Orthophoniste spécialisée dans le bilinguisme, co-fondatrice de "Des Maux aux Mots"


Pouvez-vous vous présenter en quelques lignes ?


Bonjour, je suis orthophoniste française, diplômée en Belgique. J’ai exercé en France au début de ma carrière (4 années) puis j’ai eu l’immense chance de vivre une expatriation à San Francisco (USA) où j’ai pu poursuivre mon métier - cette fois en milieu multilingue : à la fois en cabinet privé et à l’École Bilingue de Berkeley. De ces deux riches expériences est née l’envie de promouvoir l’éducation bilingue et une véritable passion pour le sujet ! 

J’ai naturellement aussi acquis beaucoup de nouvelles connaissances au fur et à mesure des années et de mes expériences.

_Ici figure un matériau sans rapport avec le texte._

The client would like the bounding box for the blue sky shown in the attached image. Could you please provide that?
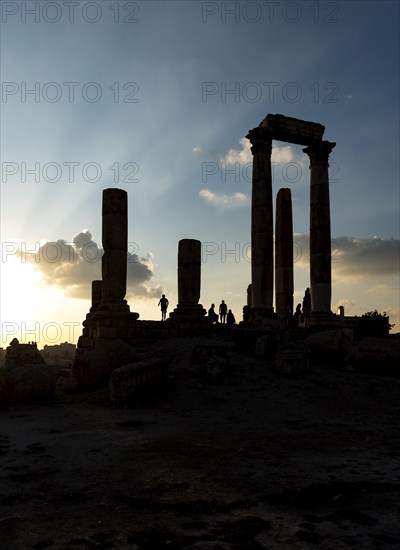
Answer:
[1,0,399,344]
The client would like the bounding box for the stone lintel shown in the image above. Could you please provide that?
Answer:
[260,114,325,145]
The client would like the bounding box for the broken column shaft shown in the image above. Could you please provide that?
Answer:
[275,189,294,318]
[247,127,274,316]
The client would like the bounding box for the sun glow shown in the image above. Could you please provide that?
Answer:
[0,257,88,348]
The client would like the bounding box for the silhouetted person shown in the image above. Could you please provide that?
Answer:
[219,300,228,323]
[286,304,293,327]
[226,309,236,327]
[303,288,311,327]
[158,294,169,321]
[208,304,218,323]
[293,304,301,328]
[243,305,251,324]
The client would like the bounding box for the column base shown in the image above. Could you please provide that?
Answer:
[251,306,278,319]
[169,304,207,321]
[310,311,341,329]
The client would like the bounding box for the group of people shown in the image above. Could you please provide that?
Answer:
[158,288,311,327]
[208,300,236,326]
[286,288,311,327]
[158,294,236,326]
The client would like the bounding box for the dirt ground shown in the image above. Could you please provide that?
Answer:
[0,338,400,550]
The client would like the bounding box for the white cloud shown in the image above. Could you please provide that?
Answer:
[221,138,294,165]
[293,233,400,282]
[199,189,250,210]
[18,229,161,299]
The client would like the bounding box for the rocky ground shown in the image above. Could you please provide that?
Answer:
[0,337,400,550]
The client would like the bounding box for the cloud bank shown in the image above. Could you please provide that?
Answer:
[17,229,162,299]
[199,189,250,210]
[293,233,400,282]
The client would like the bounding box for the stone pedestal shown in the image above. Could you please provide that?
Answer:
[275,189,294,318]
[303,141,336,324]
[247,127,274,316]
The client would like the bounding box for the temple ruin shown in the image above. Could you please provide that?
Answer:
[247,114,336,327]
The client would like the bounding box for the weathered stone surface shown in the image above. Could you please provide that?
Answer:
[231,316,286,351]
[260,114,325,145]
[170,239,210,326]
[0,365,58,403]
[72,337,136,386]
[304,328,353,360]
[5,339,44,368]
[178,239,201,306]
[192,343,229,365]
[92,281,103,310]
[246,127,274,315]
[347,338,400,374]
[303,141,336,313]
[255,331,280,359]
[102,188,128,300]
[206,355,228,383]
[109,359,170,403]
[275,345,310,376]
[275,188,294,318]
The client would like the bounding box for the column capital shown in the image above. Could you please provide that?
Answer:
[246,126,272,156]
[303,141,336,166]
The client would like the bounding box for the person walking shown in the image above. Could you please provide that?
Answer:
[226,309,236,327]
[158,294,169,321]
[219,300,228,323]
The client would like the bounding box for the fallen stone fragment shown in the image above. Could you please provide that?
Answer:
[0,365,58,403]
[109,359,170,403]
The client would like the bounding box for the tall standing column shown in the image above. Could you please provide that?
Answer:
[178,239,201,306]
[303,141,336,314]
[102,188,128,301]
[275,189,294,318]
[247,127,274,316]
[170,239,206,321]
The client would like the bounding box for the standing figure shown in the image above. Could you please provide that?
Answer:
[158,294,169,321]
[303,288,311,327]
[219,300,228,323]
[208,304,218,323]
[226,309,236,327]
[293,304,301,328]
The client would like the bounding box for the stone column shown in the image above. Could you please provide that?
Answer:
[102,188,128,301]
[275,189,294,318]
[247,127,274,316]
[171,239,206,318]
[303,141,336,315]
[91,281,103,311]
[178,239,201,305]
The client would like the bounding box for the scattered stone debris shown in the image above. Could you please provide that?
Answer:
[109,359,170,404]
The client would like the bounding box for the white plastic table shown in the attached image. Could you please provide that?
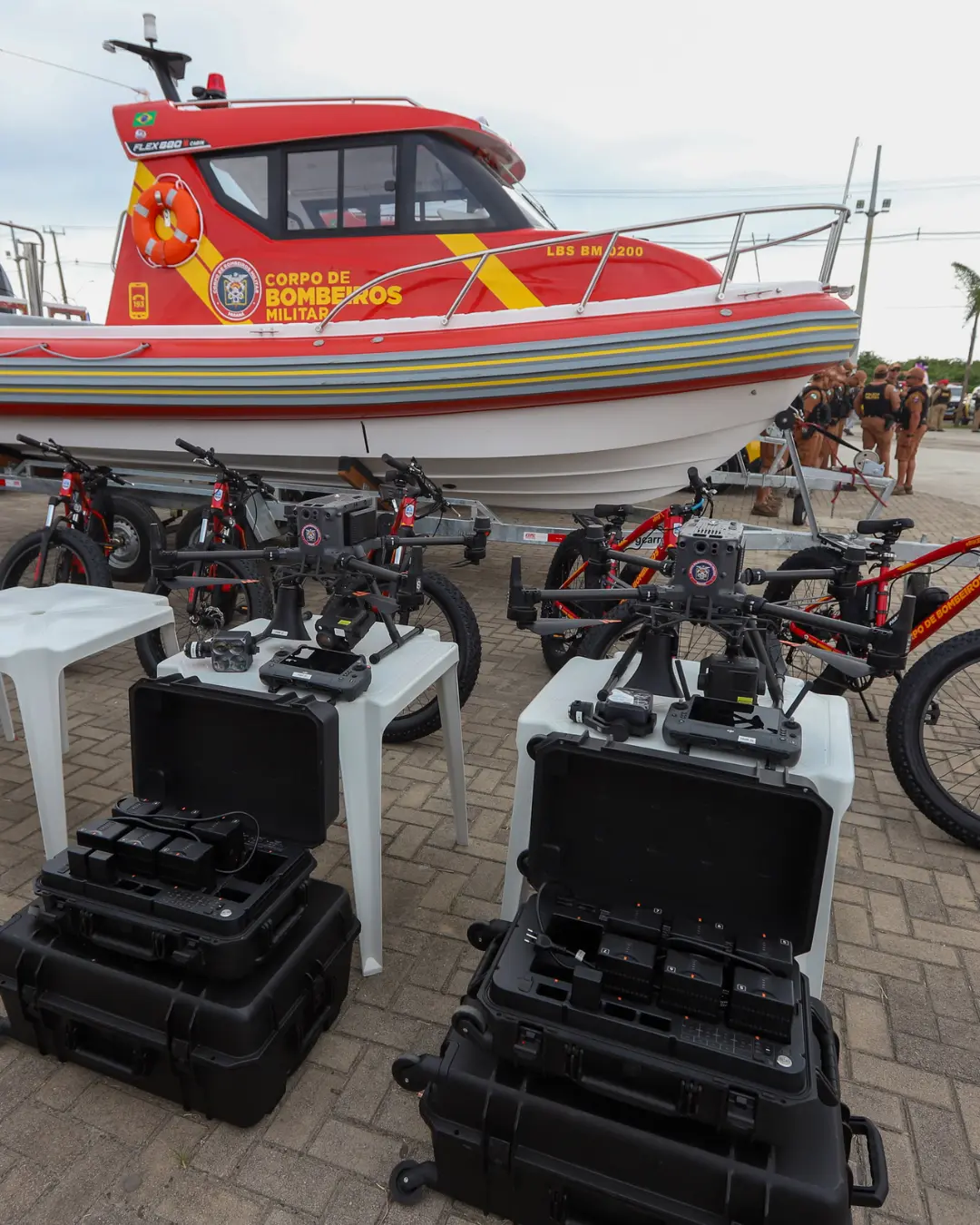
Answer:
[157,621,469,975]
[500,659,854,998]
[0,583,176,858]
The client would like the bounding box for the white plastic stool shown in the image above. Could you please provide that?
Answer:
[157,621,469,975]
[0,676,16,740]
[500,659,854,998]
[0,583,176,858]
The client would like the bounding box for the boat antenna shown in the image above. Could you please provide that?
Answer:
[102,13,191,102]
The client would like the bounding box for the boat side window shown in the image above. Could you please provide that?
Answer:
[410,136,527,233]
[202,153,269,228]
[286,142,398,231]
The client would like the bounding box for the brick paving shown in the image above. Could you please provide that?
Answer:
[0,466,980,1225]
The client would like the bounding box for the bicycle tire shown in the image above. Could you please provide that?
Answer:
[136,558,273,676]
[0,527,113,591]
[763,545,850,696]
[380,570,483,745]
[109,493,161,583]
[542,531,638,675]
[886,630,980,848]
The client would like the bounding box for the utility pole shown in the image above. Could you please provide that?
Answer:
[854,144,892,343]
[44,225,69,307]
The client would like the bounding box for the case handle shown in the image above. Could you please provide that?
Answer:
[578,1073,680,1117]
[65,1021,151,1082]
[86,928,165,962]
[846,1115,888,1208]
[809,1007,840,1106]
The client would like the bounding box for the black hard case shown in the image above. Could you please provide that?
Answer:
[0,881,360,1127]
[392,1036,887,1225]
[34,838,316,980]
[518,732,833,955]
[130,676,340,847]
[463,899,840,1144]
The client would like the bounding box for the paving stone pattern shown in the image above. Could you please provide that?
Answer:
[0,480,980,1225]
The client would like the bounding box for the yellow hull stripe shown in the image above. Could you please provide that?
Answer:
[126,162,233,323]
[0,325,853,378]
[0,344,840,397]
[438,234,544,310]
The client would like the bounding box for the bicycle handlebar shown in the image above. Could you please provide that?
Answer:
[174,438,214,459]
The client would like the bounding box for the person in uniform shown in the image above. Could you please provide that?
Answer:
[854,365,902,476]
[896,367,928,494]
[927,378,953,430]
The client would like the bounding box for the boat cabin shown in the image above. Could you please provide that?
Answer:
[106,43,719,327]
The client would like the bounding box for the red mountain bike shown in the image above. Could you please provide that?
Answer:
[0,434,160,588]
[766,518,980,847]
[542,468,714,672]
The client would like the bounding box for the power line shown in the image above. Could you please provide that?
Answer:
[529,178,980,200]
[0,46,150,101]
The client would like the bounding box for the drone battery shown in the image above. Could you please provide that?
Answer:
[193,816,245,872]
[661,949,724,1021]
[606,902,664,944]
[735,936,792,975]
[69,847,92,881]
[76,821,130,851]
[728,965,797,1043]
[595,935,657,1000]
[670,919,725,953]
[157,838,214,889]
[572,965,603,1012]
[116,826,172,876]
[84,850,119,885]
[697,655,764,710]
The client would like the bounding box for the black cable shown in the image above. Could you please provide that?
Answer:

Ma réelle expertise dans le domaine du bilinguisme en orthophonie, je la dois beaucoup à tous mes petits patients et leur famille, beaucoup aussi à mes collègues enseignants, à mes confrères américains (speech therapists, psychologists, etc.) et à mes recherches sur le sujet ! 

Aujourd’hui je fais de la prévention, du conseil et de la formation. 

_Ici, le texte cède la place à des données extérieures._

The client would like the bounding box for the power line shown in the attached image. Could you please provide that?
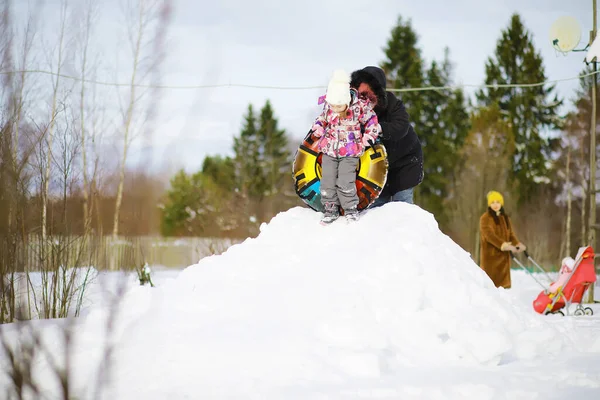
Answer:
[0,69,600,92]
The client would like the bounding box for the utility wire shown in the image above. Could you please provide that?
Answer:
[0,69,600,92]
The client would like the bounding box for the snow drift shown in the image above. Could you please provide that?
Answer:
[108,203,565,395]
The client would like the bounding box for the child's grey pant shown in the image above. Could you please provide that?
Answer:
[321,154,358,210]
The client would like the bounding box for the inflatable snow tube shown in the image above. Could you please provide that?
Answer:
[293,132,388,211]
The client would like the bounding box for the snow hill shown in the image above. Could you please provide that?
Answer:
[0,203,600,400]
[105,203,567,398]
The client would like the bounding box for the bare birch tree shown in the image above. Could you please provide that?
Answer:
[112,0,170,240]
[41,0,67,241]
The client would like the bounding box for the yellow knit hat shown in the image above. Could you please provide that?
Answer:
[487,190,504,207]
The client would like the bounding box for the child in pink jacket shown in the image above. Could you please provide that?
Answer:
[311,70,381,225]
[548,257,575,293]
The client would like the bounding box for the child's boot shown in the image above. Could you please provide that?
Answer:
[321,202,340,225]
[344,207,360,222]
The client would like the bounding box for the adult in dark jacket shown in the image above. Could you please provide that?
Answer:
[350,66,423,207]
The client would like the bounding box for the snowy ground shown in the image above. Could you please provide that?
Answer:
[0,203,600,400]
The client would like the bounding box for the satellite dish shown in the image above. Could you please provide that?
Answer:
[585,35,600,62]
[550,16,581,53]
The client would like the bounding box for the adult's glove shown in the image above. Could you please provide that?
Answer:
[500,242,517,252]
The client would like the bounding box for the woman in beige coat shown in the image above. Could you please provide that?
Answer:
[479,191,525,289]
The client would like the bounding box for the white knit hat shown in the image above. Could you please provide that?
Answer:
[561,257,575,271]
[325,69,350,105]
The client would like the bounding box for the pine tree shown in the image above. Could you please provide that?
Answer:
[381,16,424,123]
[258,101,291,196]
[234,101,291,223]
[477,14,562,203]
[417,49,469,224]
[233,104,262,200]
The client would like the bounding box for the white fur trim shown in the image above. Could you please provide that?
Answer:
[325,69,351,105]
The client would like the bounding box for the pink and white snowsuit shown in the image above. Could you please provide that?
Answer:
[312,97,381,158]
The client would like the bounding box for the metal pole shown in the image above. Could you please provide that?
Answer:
[587,0,598,303]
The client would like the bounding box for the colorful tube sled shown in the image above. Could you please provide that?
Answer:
[292,131,388,212]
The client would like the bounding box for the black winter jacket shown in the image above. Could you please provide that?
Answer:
[375,92,423,196]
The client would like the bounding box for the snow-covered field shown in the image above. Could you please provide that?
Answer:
[0,203,600,400]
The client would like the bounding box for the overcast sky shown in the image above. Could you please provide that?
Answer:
[12,0,592,175]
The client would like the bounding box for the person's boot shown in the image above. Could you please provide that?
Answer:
[321,202,340,225]
[344,207,360,222]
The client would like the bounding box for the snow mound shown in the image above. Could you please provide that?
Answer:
[110,203,567,395]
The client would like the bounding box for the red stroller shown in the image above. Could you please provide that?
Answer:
[513,246,596,316]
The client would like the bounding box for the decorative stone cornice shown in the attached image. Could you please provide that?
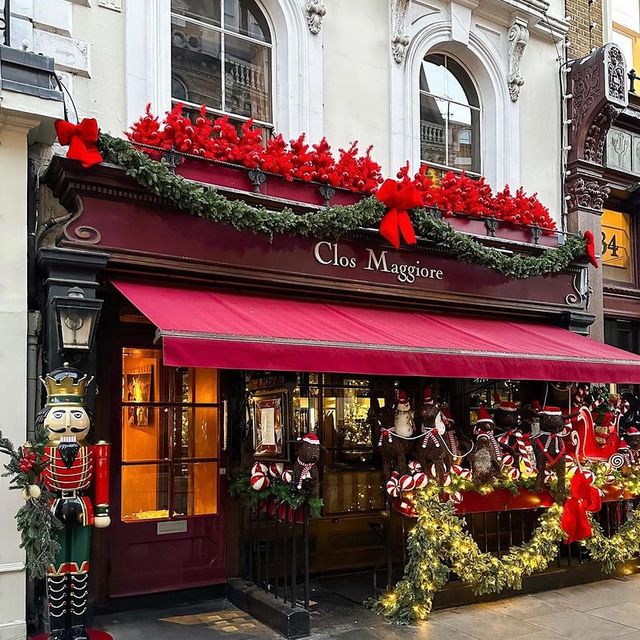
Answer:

Il y a des mythes qui entourent le bilinguisme, notamment le fait que les "2 langues ne seront pas maîtrisées parfaitement" ou que le bilinguisme entraîne un retard d'apprentissage important chez les enfants notamment. Qu'en pensez-vous ?


Certains mythes persistent en effet durablement et sont très ancrés dans l’esprit de certaines personnes pourtant monolingues ! Je crois qu’il serait sage, avant d’évoquer ces mythes, de faire un rappel de la réalité linguistique de notre monde. 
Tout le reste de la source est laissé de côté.